PHILADELPHIA — Officials in the Commonwealth of Pennsylvania filed suit on Tuesday against a rogue clerk that recently began issuing marriage licenses to homosexual residents in violation of the law.
The Pennsylvania Health Department, which oversees marriages in the Commonwealth, says that following the Supreme Court ruling striking down a key part of the Defense of Marriage Act (DOMA), D. Bruce Hanes, a register of wills in Montgomery County, took it upon himself to begin issuing “marriage” licenses to homosexuals. Since then, Hanes has “repeatedly and continuously” flouted the the law, officials said in court documents.
“There is no limit to the administrative and legal chaos that is likely to flow from the clerk’s unlawful practice of issuing marriage licenses to those who are not permitted under Pennsylvania law to marry,” the complaint stated.
“It is hereby declared to be the strong and longstanding public policy of this Commonwealth that marriage shall be between one man and one woman,” Pennsylvania’s “Marriage Between Persons of the Same Sex” statute outlines. “A marriage between persons of the same sex which was entered into in another state or foreign jurisdiction, even if valid where entered into, shall be void in this Commonwealth.”
But Hanes said that he wanted to “come down on the right side of history and the law,” by issuing the licenses. However, the Commonwealth of Pennsylvania is now asking a commonwealth court to order Hanes to cease and desist.
In the meanwhile, Governor Tom Corbett’s office indicated today that it will fight to defend the marriage law in court against the ACLU, which challenged the statute earlier this month.
As previously reported, the lawsuit, Whitewood v. Corbett, was filed on July 9th in Harrisburg against several high-ranking government officials, including Corbett and Attorney General Kathleen Kane. Corbett and Kane are polar opposites on the issue.
“Pennsylvania law denies the plaintiff couples and other same-sex couples this fundamental right by denying them access to the state-recognized institution of marriage and refusing to recognize the marriages they entered into in other states,” the legal challenge stated. “The Commonwealth can demonstrate no important interest to justify denying the plaintiff couples this fundamental right. Indeed, it cannot demonstrate that the denial is tailored to any legitimate interest at all.”
Kane announced shortly after receipt of the suit that she would not defend Pennsylvania’s marriage law as she personally believes that homosexuals should be able to get “married.”

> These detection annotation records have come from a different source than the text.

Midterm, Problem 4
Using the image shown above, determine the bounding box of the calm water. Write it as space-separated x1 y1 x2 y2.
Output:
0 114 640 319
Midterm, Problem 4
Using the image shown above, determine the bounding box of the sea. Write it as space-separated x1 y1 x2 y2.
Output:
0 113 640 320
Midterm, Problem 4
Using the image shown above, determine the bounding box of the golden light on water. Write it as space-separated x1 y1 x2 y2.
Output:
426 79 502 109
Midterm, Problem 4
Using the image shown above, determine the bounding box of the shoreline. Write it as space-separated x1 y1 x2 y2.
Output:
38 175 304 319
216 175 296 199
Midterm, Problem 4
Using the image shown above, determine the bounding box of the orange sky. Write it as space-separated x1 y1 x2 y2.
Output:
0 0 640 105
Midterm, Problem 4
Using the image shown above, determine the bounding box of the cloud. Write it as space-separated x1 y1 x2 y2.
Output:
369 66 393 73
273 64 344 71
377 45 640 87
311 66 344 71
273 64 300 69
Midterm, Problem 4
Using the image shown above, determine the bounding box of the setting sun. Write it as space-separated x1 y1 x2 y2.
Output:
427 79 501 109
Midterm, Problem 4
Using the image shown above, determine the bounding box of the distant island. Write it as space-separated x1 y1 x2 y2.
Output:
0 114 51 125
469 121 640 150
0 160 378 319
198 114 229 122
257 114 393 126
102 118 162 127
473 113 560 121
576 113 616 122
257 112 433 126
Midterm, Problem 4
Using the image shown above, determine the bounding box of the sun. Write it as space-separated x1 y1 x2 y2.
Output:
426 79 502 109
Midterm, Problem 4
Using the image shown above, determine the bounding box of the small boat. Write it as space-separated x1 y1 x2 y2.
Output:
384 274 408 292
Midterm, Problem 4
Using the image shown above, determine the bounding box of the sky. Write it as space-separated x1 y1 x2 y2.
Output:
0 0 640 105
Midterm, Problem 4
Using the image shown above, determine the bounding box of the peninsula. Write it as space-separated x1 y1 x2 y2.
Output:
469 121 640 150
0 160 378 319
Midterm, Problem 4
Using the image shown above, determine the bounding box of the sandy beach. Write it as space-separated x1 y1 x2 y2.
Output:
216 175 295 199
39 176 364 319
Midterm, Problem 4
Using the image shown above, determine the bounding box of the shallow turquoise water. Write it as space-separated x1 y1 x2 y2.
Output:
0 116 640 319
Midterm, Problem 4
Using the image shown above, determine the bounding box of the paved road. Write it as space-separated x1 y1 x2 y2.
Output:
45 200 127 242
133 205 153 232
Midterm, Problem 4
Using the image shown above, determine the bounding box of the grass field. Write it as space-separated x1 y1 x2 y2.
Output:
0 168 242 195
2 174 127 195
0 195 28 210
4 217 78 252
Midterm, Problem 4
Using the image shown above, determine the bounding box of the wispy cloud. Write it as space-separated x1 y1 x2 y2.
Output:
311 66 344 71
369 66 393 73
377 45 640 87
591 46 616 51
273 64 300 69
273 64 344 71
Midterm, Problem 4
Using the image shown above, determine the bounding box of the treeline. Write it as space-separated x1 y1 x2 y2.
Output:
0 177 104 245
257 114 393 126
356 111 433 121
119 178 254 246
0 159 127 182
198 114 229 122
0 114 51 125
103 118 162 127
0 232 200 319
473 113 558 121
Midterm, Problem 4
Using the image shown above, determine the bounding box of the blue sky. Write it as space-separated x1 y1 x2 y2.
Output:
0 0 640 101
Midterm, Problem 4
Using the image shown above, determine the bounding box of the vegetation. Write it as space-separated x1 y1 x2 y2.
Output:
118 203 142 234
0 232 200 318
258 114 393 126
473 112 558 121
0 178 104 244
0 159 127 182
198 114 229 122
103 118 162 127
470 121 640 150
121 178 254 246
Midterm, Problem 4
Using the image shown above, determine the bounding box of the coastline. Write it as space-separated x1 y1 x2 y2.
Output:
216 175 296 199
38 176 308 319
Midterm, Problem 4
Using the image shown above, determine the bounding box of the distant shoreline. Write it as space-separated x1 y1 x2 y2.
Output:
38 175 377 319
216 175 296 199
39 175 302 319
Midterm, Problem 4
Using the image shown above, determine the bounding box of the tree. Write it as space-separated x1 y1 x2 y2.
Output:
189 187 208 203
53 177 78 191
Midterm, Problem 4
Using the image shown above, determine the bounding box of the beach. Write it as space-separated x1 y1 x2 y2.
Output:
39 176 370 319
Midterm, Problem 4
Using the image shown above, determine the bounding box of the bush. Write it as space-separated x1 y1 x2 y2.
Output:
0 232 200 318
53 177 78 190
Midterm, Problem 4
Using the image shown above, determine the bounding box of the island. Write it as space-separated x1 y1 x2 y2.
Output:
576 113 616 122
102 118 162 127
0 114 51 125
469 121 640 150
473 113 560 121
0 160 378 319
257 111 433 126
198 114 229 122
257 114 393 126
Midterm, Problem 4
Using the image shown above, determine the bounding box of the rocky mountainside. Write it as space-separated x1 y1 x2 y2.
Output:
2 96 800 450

“Today, the attorney general chooses to protect all those without high-priced lawyers, all those who suffer discrimination and inequality, those thousands of families who have been denied of the dignity and respect that the constitution protects and guarantees in marriage equality,” she said. “I cannot ethically defend the constitutionality of Pennsylvania’s [ban on homosexual marriage], where I believe it to be wholly unconstitutional.”
However, according to the Associated Press, Corbett’s general counsel, James Schultz, asserted that it was Kane who was instead abandoning the Constitution.
“We are surprised that the attorney general, contrary to her constitutional duty under the Commonwealth Attorneys Act, has decided not to defend a Pennsylvania statute lawfully enacted by the General Assembly, merely because of her personal beliefs,” he remarked.
Schultz also sent a letter today to Kane’s Chief of Staff, Adrian King, to advise her that he will defend the law himself.
“The attorney general’s unprecedented public adjudication of the statute’s alleged unconstitutionality was an improper usurpation of the role of the courts, which at a minimum causes confusion among those charged with administering the law and places any lawyer defending the case at a disadvantage from the outset,” he wrote, according to the Pittsburgh Tribune-Review.
Pennsylvania’s marriage law has been in effect since 1996.